De doodssfinx (Acherontia atropos) heeft niet alleen de slechtste reputatie van alle motten, maar van alle lepidoptera. Dit komt vooral door het sinister ogende schedelpatroon dat het siert.
Daarnaast heeft het zwarte en gele dwarsbanden op zijn buik die op ribben lijken. Alsof dat nog niet genoeg is, bedekken de donkere voorvleugels die in rust elke kant van het lichaam bedekken als een cape. Ten slotte laat deze mot een griezelig getjilp horen wanneer hij wordt gestoord. Alles bij elkaar genomen, lijken deze eigenschappen genoeg om angst te wekken bij het bijgelovige publiek, dat haar beschouwt als een voorbode van dood en verlatenheid.
De sfinx van de dood heeft een enge naam
Lepidoptera zijn niet immuun geweest voor het verschijnen van motten als het gaat om het krijgen van namen. De generieke naam Acherontia is afgeleid van Acheron, de rivier van pijn in de onderwereld, beschreven door de Griekse mythologie. Aan de andere kant verwijstÁtropos naar de oudste van de drie schikgodinnen, dochters van Zeus. In de Griekse mythologie was Atropos degene die het mechanisme van de dood koos en het leven van elke sterveling beëindigde door de draad door te knippen met zijn hatelijke schaar.

In de moderne mythologie v alt ook de sfinx van de dood op
De Acherontia atropos-mot is beroemd omdat het een van de insecten was die graaf Dracula naar zijn slaaf Renfield stuurde. Dit in de klassieke gotische roman van Bram Stoker.
Meer recent verwierf deze mot bekendheid vanwege zijn rol in het boek The Silence of the Lambs van Thomas Harris, waarin de moordenaar een pop van deze soort in de mond van elk van zijn slachtoffers plaatste.
Realiteit is vreemder dan fictie
Opgemerkt moet worden dat de biologische feiten in verband met deze motten misschien vreemder zijn dan fictie. Er zijn geverifieerde verslagen van de doodssfinx die bloemen bezoekt om nectar te verkrijgen.
Er is ook een verslag van de mot die in fruit boort en zich voedt met het sap dat uit gewonde bomen komt. Het geslacht staat echter bekend om een heel ander en uniek voedingssyndroom voor volwassenen: het aanvallen van bijenkolonies en het stelen van hun honing.

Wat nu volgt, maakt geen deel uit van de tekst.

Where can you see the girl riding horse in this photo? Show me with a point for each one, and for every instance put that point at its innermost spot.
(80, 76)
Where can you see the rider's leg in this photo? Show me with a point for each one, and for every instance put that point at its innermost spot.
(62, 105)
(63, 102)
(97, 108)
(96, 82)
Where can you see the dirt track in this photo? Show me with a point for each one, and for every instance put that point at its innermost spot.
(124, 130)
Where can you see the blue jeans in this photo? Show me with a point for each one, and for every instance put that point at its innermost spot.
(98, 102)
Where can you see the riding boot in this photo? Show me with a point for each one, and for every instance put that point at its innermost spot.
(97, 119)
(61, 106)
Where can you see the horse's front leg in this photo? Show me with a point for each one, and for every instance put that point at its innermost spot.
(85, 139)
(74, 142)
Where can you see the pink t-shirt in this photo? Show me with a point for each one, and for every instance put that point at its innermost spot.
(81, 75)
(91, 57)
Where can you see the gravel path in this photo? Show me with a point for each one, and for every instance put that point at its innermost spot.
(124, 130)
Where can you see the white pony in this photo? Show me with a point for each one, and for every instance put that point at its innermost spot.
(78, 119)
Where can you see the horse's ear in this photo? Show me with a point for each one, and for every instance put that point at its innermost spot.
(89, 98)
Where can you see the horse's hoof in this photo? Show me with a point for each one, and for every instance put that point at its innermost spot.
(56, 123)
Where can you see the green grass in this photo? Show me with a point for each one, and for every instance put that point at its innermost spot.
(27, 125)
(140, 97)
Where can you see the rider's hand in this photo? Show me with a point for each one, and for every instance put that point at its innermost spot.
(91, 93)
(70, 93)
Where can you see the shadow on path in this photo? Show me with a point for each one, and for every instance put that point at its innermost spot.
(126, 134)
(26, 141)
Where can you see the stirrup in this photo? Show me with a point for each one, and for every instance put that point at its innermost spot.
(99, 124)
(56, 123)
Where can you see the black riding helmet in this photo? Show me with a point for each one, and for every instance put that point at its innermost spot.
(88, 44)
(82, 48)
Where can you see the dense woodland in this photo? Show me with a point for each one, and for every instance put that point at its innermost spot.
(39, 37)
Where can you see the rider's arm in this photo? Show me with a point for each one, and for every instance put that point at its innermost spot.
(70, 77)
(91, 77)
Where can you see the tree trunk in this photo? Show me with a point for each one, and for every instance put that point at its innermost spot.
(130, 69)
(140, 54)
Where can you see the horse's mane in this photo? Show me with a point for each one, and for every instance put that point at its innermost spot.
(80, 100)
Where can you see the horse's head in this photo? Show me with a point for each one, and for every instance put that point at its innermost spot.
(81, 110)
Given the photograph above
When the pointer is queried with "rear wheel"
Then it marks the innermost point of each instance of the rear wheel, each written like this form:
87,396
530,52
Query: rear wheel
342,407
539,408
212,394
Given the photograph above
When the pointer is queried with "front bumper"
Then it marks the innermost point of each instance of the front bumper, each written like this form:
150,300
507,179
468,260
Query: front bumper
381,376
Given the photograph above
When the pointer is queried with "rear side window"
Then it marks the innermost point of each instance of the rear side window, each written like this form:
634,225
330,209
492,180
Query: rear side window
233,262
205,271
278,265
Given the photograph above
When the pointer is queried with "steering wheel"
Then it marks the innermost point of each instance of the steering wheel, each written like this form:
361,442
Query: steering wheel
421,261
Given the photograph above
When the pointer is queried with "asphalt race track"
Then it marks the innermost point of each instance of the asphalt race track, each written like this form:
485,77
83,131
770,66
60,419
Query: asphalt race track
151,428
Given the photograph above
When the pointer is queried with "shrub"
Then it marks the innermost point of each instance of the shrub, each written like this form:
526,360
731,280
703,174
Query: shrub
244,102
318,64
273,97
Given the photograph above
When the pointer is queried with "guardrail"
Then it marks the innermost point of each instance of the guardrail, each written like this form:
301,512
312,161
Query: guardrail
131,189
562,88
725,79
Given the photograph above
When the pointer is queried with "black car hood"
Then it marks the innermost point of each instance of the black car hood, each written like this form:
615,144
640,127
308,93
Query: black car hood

Om deze diefstal uit te voeren, bezit de volwassen doodssfinx talloze aanpassingen waardoor hij kan overleven wat lijkt op een suïcidale levensstijl.
- Zijn poten zijn kort en dik, met goed ontwikkelde klauwen, om beweging tussen cellen te vergemakkelijken.
- Het lichaam is zwaar gesclerotiseerd en bedekt met dichte schubben om te beschermen tegen stekende aanvallen van werkbijen.
- Bovendien lijkt de mot enige weerstand te hebben tegen bijengif.webp.
- Tot slot, in plaats van lang en dun te zijn, is de proboscis van de doodssfinx kort, stevig en puntig om hem door verstopte honingcellen te laten gaan en stroperige honing te absorberen.
De sfinx van de dood intimideert of hypnotiseert ook met zijn getjilp
Volwassen doodssfinx kan harde geluiden maken, een gedrag dat algemeen bekend staat als "tjilpen" . Natuurlijk tjilpen motten luid wanneer ze worden gestoord of gehanteerd, maar ze maken deze geluiden ook continu wanneer ze honingbijenkolonies aanvallen.
Deze piepjes lijken enigszins op de geluiden die worden geproduceerd door bijenkoninginnen. Aangenomen wordt dat de geluiden, die als trillingen door de kam worden overgebracht, een bevriezingsreactie bij werkbijen veroorzaken. Dit heeft geleid tot het vermoeden dat volwassen sfinxen akoestisch de bijenkoningin nabootsen en werkbijen kalmeren door deze bevriezingsreactie op te wekken.
Daar aangekomen doorboort zijn korte, stevige hoorn gemakkelijk de gevulde cellen. Maar af en toe, volgepropt met honing, merkt ze dat ze niet in staat is om uit de nauwe ingang te komen. Dus wordt ze verstikt door een bende boze bijen. In zulke gevallen bedekken de bijen het lichaam met propolis, een zoete dood.

Absoluut, de dodelijke sfinx veroorzaakt genoeg schade in bijenkorven om als een grote bijenplaag te worden beschouwd. Deze soort wordt als een bedreiging beschouwd in uiteenlopende landen als Italië, Saoedi-Arabië en Zuid-Afrika.